In proof that people do pay attention to legislatures and the laws they live under, Nebraska officials fear there will be a rush of people trying to abandon their children in the state once its legislature establishes a maximum age for doing that under its "safe haven" law:
Nebraska's safe haven law was intended to allow parents to hand over an infant anonymously to a hospital without being prosecuted. Of the 34 children who have been dropped off at hospitals, officials said, not one has been an infant.

All but six have been older than 10, according to a Nebraska Department of Health and Human Services analysis.

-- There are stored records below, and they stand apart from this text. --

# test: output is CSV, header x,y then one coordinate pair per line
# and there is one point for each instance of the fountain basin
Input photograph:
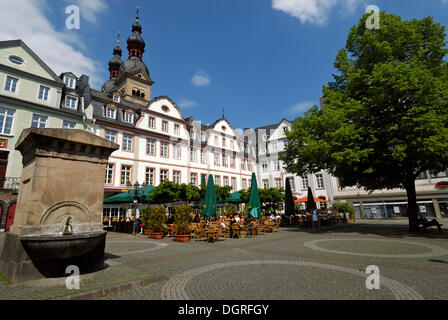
x,y
44,247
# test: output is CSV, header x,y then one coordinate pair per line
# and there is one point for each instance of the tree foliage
x,y
385,116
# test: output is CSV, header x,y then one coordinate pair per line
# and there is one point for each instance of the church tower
x,y
131,77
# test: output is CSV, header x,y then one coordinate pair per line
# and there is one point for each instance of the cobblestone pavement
x,y
291,264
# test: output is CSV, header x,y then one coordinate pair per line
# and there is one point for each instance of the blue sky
x,y
260,60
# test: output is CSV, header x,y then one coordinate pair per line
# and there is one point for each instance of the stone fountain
x,y
58,219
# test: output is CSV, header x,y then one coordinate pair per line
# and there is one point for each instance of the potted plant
x,y
182,219
154,220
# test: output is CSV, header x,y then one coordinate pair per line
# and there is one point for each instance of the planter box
x,y
182,238
156,235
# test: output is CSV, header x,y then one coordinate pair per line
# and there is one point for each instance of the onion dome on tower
x,y
114,68
136,48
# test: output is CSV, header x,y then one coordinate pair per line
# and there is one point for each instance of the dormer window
x,y
110,113
129,117
70,82
71,102
16,60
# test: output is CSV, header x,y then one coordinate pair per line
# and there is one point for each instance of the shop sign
x,y
442,185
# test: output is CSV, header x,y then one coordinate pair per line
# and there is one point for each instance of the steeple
x,y
115,63
136,44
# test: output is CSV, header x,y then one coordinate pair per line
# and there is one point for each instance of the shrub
x,y
154,218
182,218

State officials said that because of legislative procedures, it will take at least a week to change the language of the safe haven law, creating a window where more parents could try to take advantage of the loophole in the statute.
Safe haven laws allow distraught parents, who fear that their children are in imminent danger, to drop them off at hospitals without being charged with abandonment. Nebraska was the last state in the country to pass such a law. But every other state included an age limit.
Included in the story is the story of one parent who just had to do this despite her deep, profound love for the child she bore, then got bored with:
The safe haven law was meant to protect infants, but there is no age limit under the current law. Five of the abandoned children were brought to Nebraska from out of state. Parents have traveled into Nebraska from Michigan, Indiana, Iowa, Florida and Georgia.

Tysheema Brown drove from Georgia to leave her teenage son at an Omaha hospital.

"Do not judge me as a parent. I love my son, and my son knows that," Brown said. "There is just no help. There hasn't been any help."
No, I think I can judge you as a parent. And my judgment is that if you have the resources and initiative to drive from Georgia to Nebraska, then you ought to be able to get by raising a kid. If you still don't care enough to try, then you are a truly shitty parent and a failure as a human being.